Rice forecasts higher win total
A booming band greeted a crowd of students as they filled the College Ave Gym, signaling the start of this year’s installment of MidKnight Madness.
The event, which introduces the Rutgers men’s basketball team to the student body each season, featured a 10-minute scrimmage and a slam dunk contest.
And this time, a new face for the Scarlet Knights stole the show.
Lee Junior College transfer Vincent Garrett dominated the dunk contest, as head coach Mike Rice predicted, pulling off two between-the-legs dunks that sent the crowd into a frenzy.
“I kind of knew I was going to win already,” Garrett said. “I just did dunks I used to do in high school. It was nothing new. I used to do a lot of dunk contests in high school. Winning another one was not a problem.”
While Rice enjoyed the fanfare and the excitement, he is more focused on the upcoming season, one he believes can be his best at Rutgers.
His confidence comes with the talent on his roster that has remained from last season.
Only forward Gilvydas Biruta is gone from last year’s team after transferring to Rhode Island to rejoin his former high school coach Dan Hurley.
Despite most of the team remaining intact, the roster still has only two seniors and more than half of the roster consists of sophomores.
But Rice still maintains confidence in his young squad and believes this is a different team than the one that went 6-12 last season in Big East play.
It starts, Rice said, with a physical difference.
“Eighteen-year-old boys come to college and barely have ever lifted,” he said. “Now, they’re just different. Even in practice the last month, you just see a difference in … what they’re able to do with that added strength and muscle.”
Rice uses junior guard Mike Poole as an example because he said Poole has gained 22 pounds since he first arrived at Rutgers.
The extra size will come in handy in conference games, Rice said.
“If you don’t think that’s a difference, you don’t know the Big East,” he said. “Now Mike won’t get bumped off his drives, he’ll be balanced. Those little things mean maybe one point or two points.
But those one or two points can translate to the difference between wins and losses, Rice said, considering Rutgers’ average margin of defeat in conference games was only 3.9 points.

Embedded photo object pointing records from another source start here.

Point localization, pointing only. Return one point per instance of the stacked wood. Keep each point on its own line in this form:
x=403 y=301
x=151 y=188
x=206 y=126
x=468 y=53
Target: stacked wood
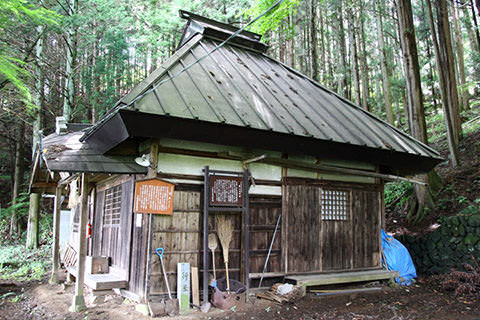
x=70 y=257
x=272 y=295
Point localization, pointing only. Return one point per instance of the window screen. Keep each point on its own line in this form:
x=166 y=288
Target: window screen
x=111 y=213
x=334 y=205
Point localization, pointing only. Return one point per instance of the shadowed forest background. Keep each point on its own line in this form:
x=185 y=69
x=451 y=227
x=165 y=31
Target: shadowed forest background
x=416 y=65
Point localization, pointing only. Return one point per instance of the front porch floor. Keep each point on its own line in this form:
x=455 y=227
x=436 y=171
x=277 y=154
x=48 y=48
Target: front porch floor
x=341 y=277
x=101 y=281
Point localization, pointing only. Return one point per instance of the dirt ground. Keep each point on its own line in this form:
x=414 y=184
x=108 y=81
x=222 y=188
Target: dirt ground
x=423 y=300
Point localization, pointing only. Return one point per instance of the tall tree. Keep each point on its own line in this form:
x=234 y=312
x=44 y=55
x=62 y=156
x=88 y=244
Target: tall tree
x=71 y=50
x=444 y=57
x=460 y=59
x=423 y=195
x=383 y=62
x=314 y=38
x=354 y=55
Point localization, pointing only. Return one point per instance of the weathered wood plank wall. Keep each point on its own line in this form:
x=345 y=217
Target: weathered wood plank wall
x=316 y=245
x=179 y=235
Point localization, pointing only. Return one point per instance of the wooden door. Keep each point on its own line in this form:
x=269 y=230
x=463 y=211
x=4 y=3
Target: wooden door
x=112 y=228
x=264 y=212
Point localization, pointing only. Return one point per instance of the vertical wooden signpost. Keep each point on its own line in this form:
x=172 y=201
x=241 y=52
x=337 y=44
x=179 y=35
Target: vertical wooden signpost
x=183 y=286
x=225 y=191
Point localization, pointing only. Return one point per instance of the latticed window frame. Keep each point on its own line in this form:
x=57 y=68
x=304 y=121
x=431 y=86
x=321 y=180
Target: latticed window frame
x=335 y=205
x=112 y=207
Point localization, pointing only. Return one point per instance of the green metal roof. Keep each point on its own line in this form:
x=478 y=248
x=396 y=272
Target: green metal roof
x=240 y=86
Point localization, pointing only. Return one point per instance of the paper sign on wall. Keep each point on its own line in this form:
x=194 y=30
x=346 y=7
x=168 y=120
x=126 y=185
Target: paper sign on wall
x=153 y=196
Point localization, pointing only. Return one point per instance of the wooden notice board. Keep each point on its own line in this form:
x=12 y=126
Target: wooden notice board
x=153 y=196
x=226 y=190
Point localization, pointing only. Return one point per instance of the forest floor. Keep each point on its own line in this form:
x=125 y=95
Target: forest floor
x=426 y=299
x=460 y=191
x=423 y=300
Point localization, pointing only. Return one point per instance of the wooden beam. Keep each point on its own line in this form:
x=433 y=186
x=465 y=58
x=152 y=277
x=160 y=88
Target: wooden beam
x=324 y=168
x=68 y=179
x=78 y=303
x=44 y=185
x=56 y=236
x=152 y=168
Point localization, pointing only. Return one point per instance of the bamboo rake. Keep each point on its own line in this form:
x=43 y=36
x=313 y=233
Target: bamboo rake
x=212 y=245
x=225 y=232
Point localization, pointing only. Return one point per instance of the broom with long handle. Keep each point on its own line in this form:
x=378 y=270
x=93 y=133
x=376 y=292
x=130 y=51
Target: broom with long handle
x=212 y=245
x=224 y=232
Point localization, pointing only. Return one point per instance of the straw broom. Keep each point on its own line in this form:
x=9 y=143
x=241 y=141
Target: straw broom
x=224 y=232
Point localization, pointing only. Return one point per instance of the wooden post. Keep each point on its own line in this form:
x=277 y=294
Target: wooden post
x=206 y=187
x=32 y=231
x=195 y=291
x=152 y=173
x=78 y=303
x=246 y=226
x=56 y=235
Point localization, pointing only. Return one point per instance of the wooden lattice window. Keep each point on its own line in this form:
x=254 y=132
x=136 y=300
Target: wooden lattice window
x=111 y=210
x=335 y=205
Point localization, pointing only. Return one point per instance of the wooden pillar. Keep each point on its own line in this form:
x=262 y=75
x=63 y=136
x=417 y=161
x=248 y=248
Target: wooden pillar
x=246 y=234
x=78 y=303
x=56 y=235
x=206 y=190
x=152 y=173
x=152 y=168
x=33 y=213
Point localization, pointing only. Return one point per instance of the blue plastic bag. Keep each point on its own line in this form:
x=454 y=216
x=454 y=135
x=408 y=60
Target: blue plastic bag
x=398 y=258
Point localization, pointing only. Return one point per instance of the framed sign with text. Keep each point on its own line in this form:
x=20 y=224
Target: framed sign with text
x=153 y=196
x=226 y=190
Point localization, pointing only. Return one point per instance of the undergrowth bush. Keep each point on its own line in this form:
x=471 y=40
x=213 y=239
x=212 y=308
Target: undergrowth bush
x=464 y=283
x=18 y=263
x=396 y=193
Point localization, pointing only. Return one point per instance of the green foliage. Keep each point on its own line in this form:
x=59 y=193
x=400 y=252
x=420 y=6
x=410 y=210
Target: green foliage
x=18 y=263
x=472 y=209
x=275 y=19
x=12 y=68
x=397 y=193
x=21 y=209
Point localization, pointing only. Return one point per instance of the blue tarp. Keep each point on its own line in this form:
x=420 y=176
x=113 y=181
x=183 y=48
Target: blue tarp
x=398 y=258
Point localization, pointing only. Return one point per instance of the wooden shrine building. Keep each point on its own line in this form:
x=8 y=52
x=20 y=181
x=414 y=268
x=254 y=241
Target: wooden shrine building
x=312 y=156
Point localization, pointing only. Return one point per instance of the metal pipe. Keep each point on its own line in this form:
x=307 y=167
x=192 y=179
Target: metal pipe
x=270 y=249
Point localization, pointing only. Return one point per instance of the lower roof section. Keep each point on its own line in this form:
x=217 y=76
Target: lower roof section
x=130 y=124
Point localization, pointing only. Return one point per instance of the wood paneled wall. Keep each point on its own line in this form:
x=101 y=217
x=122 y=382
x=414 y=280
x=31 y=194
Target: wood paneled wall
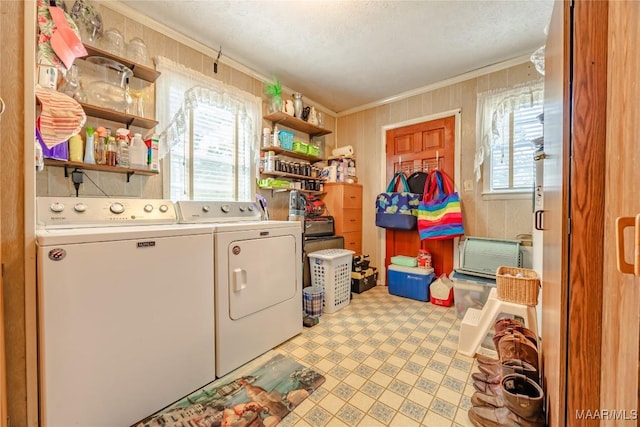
x=12 y=204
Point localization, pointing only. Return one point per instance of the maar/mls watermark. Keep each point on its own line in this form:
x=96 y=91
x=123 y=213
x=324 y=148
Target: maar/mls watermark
x=607 y=414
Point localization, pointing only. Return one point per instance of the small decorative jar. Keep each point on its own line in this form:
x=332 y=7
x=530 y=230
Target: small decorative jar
x=297 y=104
x=288 y=107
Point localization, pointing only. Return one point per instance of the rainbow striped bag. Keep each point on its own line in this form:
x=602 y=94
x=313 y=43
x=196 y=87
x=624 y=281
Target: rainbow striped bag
x=439 y=212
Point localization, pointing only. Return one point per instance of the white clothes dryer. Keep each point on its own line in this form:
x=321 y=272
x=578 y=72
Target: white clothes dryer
x=258 y=279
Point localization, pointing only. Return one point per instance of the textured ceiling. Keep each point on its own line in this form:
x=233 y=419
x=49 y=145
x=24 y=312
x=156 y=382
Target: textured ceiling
x=344 y=54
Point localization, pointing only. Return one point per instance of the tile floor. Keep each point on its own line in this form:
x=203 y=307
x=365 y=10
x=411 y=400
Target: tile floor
x=388 y=361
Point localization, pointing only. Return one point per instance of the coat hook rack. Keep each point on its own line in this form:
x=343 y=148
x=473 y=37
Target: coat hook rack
x=215 y=63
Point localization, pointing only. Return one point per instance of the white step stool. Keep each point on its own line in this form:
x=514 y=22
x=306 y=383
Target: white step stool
x=477 y=323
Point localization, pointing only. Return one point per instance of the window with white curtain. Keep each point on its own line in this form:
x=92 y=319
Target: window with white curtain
x=507 y=125
x=210 y=136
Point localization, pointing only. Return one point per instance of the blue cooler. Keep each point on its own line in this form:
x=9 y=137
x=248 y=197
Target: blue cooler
x=410 y=282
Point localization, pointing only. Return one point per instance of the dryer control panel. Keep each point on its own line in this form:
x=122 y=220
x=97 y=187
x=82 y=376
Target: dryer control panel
x=73 y=212
x=216 y=211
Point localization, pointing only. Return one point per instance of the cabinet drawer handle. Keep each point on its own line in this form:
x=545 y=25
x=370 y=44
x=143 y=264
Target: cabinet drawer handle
x=621 y=224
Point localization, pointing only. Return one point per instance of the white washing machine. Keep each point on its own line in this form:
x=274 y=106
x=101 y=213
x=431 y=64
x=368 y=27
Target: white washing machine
x=125 y=309
x=258 y=279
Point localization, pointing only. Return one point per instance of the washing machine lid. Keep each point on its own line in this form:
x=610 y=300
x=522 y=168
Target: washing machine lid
x=48 y=237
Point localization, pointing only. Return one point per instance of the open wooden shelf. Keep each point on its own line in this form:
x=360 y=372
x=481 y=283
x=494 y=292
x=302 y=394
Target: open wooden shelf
x=117 y=116
x=103 y=168
x=288 y=175
x=281 y=189
x=295 y=123
x=140 y=71
x=279 y=150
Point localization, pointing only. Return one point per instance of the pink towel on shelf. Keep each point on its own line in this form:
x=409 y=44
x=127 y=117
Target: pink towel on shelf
x=61 y=116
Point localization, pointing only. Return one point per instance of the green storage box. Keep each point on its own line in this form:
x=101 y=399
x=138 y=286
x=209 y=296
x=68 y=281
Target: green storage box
x=300 y=147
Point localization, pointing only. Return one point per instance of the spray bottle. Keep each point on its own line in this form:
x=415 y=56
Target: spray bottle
x=89 y=148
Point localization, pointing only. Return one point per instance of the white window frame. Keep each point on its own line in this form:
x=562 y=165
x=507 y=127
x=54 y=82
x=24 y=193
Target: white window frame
x=176 y=117
x=495 y=109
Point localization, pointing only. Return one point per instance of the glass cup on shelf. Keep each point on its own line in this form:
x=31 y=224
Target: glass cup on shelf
x=137 y=51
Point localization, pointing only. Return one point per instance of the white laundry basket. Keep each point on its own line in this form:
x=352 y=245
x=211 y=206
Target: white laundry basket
x=331 y=270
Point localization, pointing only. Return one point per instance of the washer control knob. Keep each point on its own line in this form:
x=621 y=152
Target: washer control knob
x=116 y=208
x=57 y=207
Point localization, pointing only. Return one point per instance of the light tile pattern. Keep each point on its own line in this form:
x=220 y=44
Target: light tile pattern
x=388 y=361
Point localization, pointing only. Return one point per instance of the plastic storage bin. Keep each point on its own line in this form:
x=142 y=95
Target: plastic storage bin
x=286 y=139
x=410 y=282
x=470 y=291
x=331 y=270
x=300 y=147
x=312 y=301
x=313 y=150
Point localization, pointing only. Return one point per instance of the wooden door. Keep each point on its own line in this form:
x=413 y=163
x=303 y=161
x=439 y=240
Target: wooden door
x=3 y=371
x=574 y=179
x=421 y=147
x=621 y=294
x=555 y=187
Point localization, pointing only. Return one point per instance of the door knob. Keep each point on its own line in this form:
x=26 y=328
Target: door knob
x=538 y=219
x=621 y=224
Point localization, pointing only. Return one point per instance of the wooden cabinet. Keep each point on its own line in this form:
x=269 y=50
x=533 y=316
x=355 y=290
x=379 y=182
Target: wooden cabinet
x=344 y=203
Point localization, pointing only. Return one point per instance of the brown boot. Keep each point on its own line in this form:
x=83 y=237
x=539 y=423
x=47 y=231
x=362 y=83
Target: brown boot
x=502 y=324
x=491 y=376
x=494 y=373
x=527 y=333
x=516 y=346
x=517 y=393
x=523 y=396
x=486 y=360
x=487 y=388
x=481 y=399
x=487 y=416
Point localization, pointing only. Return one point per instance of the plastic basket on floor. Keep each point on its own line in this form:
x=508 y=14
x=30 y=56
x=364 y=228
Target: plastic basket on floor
x=312 y=301
x=331 y=270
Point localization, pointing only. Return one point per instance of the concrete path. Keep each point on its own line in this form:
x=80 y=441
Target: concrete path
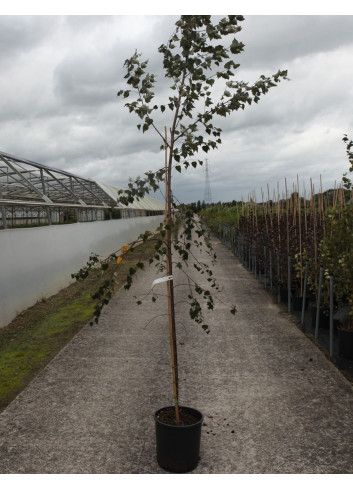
x=272 y=402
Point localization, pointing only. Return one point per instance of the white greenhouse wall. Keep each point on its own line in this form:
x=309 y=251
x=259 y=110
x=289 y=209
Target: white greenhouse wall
x=38 y=262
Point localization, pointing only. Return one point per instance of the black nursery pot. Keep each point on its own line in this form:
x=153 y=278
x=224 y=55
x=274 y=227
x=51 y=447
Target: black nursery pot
x=345 y=343
x=178 y=447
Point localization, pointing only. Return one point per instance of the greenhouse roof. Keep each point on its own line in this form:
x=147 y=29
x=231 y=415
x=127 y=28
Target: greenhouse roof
x=24 y=182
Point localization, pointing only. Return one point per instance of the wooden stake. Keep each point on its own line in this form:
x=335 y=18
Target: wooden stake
x=170 y=289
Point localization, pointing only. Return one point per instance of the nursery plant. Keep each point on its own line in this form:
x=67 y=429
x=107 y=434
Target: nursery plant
x=200 y=64
x=336 y=247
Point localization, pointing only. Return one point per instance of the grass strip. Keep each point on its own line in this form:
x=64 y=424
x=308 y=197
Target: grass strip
x=36 y=335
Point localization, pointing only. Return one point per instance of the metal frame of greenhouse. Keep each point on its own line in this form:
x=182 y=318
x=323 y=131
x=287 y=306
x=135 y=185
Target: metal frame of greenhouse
x=32 y=194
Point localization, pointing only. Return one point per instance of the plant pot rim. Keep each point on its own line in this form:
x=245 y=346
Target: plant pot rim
x=341 y=327
x=179 y=427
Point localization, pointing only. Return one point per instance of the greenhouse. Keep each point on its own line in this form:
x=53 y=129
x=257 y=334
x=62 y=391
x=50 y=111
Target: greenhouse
x=32 y=194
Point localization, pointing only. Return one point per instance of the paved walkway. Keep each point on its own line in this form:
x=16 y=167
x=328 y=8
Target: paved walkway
x=272 y=402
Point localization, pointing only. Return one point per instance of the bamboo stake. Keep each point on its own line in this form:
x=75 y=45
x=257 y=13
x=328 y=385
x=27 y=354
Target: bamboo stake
x=300 y=241
x=170 y=289
x=287 y=211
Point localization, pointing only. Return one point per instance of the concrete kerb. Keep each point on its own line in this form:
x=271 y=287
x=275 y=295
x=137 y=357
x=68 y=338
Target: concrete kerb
x=272 y=402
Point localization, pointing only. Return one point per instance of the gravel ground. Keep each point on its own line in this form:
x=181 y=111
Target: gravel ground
x=272 y=402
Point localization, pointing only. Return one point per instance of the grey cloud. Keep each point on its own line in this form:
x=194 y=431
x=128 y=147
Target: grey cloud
x=20 y=34
x=272 y=40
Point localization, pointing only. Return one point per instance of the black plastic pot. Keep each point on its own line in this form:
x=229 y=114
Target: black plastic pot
x=298 y=303
x=345 y=343
x=324 y=318
x=178 y=447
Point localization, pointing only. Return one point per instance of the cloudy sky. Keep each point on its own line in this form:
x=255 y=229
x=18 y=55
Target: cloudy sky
x=60 y=75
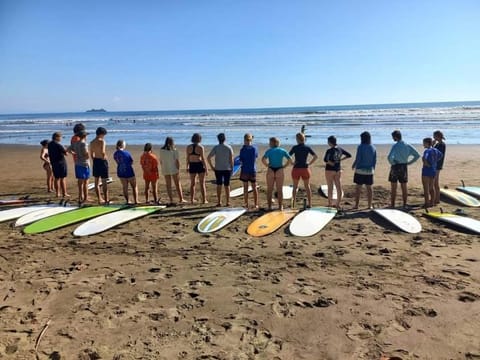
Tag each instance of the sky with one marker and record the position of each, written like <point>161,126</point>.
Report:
<point>61,56</point>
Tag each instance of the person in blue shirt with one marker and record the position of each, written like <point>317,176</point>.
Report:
<point>273,159</point>
<point>401,155</point>
<point>431,157</point>
<point>248,172</point>
<point>364,167</point>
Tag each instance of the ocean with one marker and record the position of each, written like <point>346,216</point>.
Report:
<point>459,121</point>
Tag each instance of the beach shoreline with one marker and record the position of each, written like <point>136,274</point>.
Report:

But that is not the only area in which Rice expects improvement.
Rutgers averaged nearly 15 turnovers per game last season, while averaging less than 13 assists per game, giving them an assist-to-turnover ratio among the worst in the conference.
Rice believes this year will be a different story.
“Their decisions,” Rice said of what will improve this season. “[Their] response from a bad call, bad play. That’s all a part of maturing, developing. I think that is going to be a difference in why maybe was can be successful.”
He said he is excited to show the fans what direction the program is heading.
Although Rice cannot say exactly when, he is confident the team will start to win soon.
“I can see progress,” he said, “and I can see guys’ chemistry developing and maturing.”